Mais ce qui me semble d’un point de vue personnel plus problématique, c’est le fait que cette doctrine peut amoindrir la force de la notion de Nouvelle Alliance instituée par le Christ, notamment dans l’enseignement de Calvin. En effet, pour lui, comme des chrétiens élus se tiennent aux côtés de non-chrétiens au sein de l’église visible, cela lui a fait dire que le fait d’être dans l’Alliance de Dieu et le fait d’être sauvé était deux choses différentes. Nous pouvons donc choisir d’entrer ou de sortir de la Nouvelle Alliance, bien que nous ne puissions pas sortir du Salut offert par grâce. Cela veut dire que quantitativement dans l’Alliance, le qualitatif n’est pas le même pour tous. Même si je reconnais qu’il y a des conditions à l’Alliance de Grâce comme la foi et la repentance, j’ai l’impression que le point de vue de Calvin porte un sérieux coup à la notion d’Alliance, mais plus problématique (car nous ne résoudrons pas ici la différence de compréhension de la théologie de l’Alliance), j’ai l’impression que cela pourrait entrainer une sorte d’élitisme au sein de l’église entre ceux qui se savent sauvés, et ceux qui ne font que fréquenter un lieu publique. Calvin appelait il est vrai à un jugement de charité, mais est-il suffisant pour éviter ce genre de situation ?

 

Je pense que malgré ces quelques dangers, cette doctrine devrait non seulement être maintenue, mais surtout réenseignée concrètement dans nos assemblées. En effet, bien peu de nos frères et sœurs ont entendu parler de cela. Leur rappeler la grandeur de l’Eglise invisible pourrait avoir un fort impact pastoral dans nos églises. Cela pourrait donner une grande assurance et une espérance à ceux qui trouvent le temps long et difficile. Leur rappeler la gloire qui est déjà la leur au sein de cette Eglise céleste et éternelle, leur place aux côtés d’Abraham et de David, pourrait être un puissant encouragement. Leur rappeler cette dimension transcendante de l’Eglise pourrait aussi redorer l’image de l’Eglise aux yeux de ceux que l’on appelle facilement des « chrétiens du dimanche » et qui ont une vue très étriquée de ce qu’est la réalité spirituelle.

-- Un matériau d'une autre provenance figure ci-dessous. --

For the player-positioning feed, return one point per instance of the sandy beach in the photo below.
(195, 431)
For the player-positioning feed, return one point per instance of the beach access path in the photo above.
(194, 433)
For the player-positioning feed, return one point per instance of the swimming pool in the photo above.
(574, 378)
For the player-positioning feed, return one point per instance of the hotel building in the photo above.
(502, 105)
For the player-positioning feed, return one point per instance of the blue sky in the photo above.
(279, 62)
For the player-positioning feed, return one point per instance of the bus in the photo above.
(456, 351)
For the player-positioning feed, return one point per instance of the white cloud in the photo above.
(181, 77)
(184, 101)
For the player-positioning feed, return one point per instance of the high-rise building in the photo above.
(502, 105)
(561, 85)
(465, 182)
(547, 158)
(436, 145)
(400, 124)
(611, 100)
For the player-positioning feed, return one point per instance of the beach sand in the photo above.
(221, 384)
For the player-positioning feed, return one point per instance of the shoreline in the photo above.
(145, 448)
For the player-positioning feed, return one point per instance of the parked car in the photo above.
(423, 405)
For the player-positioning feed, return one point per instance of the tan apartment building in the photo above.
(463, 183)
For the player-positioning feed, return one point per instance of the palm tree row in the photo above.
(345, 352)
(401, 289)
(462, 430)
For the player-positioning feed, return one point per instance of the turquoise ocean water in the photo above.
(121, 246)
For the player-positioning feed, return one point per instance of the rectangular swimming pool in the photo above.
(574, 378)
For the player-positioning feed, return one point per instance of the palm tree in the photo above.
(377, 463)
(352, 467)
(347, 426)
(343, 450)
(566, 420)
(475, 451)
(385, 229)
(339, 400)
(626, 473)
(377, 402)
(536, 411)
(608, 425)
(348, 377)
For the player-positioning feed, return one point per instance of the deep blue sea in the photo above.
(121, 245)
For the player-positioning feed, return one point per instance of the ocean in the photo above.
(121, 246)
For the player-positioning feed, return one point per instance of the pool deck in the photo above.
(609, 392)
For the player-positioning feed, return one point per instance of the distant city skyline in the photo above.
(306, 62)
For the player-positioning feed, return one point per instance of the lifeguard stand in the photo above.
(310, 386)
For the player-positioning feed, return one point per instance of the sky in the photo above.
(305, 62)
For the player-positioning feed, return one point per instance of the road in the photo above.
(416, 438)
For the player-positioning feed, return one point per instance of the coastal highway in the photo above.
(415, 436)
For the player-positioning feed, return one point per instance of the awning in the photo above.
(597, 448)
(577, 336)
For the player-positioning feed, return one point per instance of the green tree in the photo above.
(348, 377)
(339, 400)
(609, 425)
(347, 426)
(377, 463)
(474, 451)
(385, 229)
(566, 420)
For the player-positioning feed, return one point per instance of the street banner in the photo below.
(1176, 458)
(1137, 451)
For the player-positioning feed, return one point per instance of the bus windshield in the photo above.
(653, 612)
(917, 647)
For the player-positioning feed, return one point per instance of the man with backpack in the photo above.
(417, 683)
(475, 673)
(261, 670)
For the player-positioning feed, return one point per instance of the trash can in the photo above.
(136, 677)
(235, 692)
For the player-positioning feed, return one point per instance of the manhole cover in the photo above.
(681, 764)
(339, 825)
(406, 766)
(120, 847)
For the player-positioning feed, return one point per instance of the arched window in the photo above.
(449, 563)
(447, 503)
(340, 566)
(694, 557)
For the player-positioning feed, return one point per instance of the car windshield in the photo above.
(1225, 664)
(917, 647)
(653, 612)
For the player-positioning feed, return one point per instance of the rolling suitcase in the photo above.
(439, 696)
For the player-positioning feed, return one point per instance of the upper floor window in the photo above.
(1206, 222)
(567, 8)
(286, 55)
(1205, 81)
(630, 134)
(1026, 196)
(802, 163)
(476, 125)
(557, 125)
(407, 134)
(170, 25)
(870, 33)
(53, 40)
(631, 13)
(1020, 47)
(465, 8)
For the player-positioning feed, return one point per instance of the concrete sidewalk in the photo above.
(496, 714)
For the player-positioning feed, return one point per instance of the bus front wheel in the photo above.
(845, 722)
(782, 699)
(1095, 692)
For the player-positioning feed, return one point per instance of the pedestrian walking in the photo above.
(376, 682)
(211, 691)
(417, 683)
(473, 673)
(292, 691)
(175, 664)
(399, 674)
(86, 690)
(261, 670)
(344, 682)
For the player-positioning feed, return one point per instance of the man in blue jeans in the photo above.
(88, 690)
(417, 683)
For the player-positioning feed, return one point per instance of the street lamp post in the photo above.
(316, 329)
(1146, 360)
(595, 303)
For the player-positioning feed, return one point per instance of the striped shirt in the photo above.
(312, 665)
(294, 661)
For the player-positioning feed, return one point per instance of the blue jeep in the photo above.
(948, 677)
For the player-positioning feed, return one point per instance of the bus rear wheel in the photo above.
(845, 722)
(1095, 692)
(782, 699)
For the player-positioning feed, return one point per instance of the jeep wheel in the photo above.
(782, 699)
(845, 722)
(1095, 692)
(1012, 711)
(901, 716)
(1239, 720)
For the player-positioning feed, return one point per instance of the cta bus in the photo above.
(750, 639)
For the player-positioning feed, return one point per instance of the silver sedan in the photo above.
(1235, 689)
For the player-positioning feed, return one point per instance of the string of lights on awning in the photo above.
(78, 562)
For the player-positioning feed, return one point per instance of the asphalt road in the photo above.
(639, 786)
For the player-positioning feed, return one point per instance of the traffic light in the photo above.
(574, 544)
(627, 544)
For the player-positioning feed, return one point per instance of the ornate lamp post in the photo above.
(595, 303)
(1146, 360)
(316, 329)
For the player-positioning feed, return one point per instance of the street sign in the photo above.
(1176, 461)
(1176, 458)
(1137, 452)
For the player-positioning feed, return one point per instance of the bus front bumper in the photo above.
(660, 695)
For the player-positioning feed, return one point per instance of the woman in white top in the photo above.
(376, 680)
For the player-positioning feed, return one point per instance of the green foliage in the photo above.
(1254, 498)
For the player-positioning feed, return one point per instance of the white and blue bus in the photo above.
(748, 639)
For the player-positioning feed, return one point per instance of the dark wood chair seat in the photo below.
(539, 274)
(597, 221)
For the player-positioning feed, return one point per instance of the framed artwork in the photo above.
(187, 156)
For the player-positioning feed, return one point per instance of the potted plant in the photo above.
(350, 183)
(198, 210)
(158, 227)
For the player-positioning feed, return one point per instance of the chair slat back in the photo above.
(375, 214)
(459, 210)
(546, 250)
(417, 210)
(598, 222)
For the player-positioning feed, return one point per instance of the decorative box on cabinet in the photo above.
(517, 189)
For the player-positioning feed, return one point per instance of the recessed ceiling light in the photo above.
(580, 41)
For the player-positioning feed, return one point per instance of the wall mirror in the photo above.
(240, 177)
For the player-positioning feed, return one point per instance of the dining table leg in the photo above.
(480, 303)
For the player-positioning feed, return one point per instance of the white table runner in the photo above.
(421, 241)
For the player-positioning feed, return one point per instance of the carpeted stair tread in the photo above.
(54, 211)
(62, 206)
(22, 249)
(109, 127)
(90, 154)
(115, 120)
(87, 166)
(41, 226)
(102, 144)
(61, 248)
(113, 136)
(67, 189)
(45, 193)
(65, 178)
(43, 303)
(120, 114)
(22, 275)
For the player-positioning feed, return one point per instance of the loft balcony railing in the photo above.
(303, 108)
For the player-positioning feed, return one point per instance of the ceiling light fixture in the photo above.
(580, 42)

De même, expliquer de nouveau plus clairement quelle est la nature de l’église visible permettrait de rendre à cette dernière sa notion d’église-mère qui malheureusement a souvent été perdue. Beaucoup voient l’église comme une partie de la société de consommation, en se privant de son influence maternelle, éducative, nourricière, et formatrice. Cela nous permettrait de mieux nous rendre compte de la chance que nous avons d’avoir des ministères institués, car ils sont indispensables à la médiation de l’Eglise. Ils sont des moyens choisis par Dieu, et exercent une vocation. Ils ne sont pas là que pour nous servir, mais avant tout pour servir Christ et être des modèles à imiter pour nous afin de nous conduire sur la voie de la maturité. Nous pourrions donc retrouver le chemin de l’obéissance et de l’humilité en nous soumettant volontairement à l’autorité de l’église (d’où l’importance d’un collège d’anciens appelé). En effet, beaucoup voient aujourd’hui l’église comme une démocratie, mais ils ont oublié qu’elle est avant tout une théocratie. Finalement, beaucoup ont oublié ce qu’est l’église. Il semble donc capital de revenir à cet enseignement.

 

D’un point de vue pratique, il semble important de commencer en rappelant que la distinction entre l’église et l’Etat doit être maintenue. Cette doctrine plaide donc en faveur de la laïcité, bien qu’elle ne ferme pas la porte à toute forme de dialogue entre ces deux institutions distinctes et qui ne travaillent pas dans la même sphère d’influence, bien au contraire. Ensuite, si notre vision de l’église devient à nos yeux plus grandiose, alors nous aurons peut-être plus envie de la servir. Cette doctrine est donc un encouragement pour les frères et sœurs à trouver quels sont leurs dons, à les développer, et à les mettre en pratique d’une manière concrète au service du corps du Christ. C’est aussi la communion fraternelle qui sera renforcée si nous réalisons que nous faisons tous partis du même corps mystique du Christ, unis par le même Esprit pour l’éternité.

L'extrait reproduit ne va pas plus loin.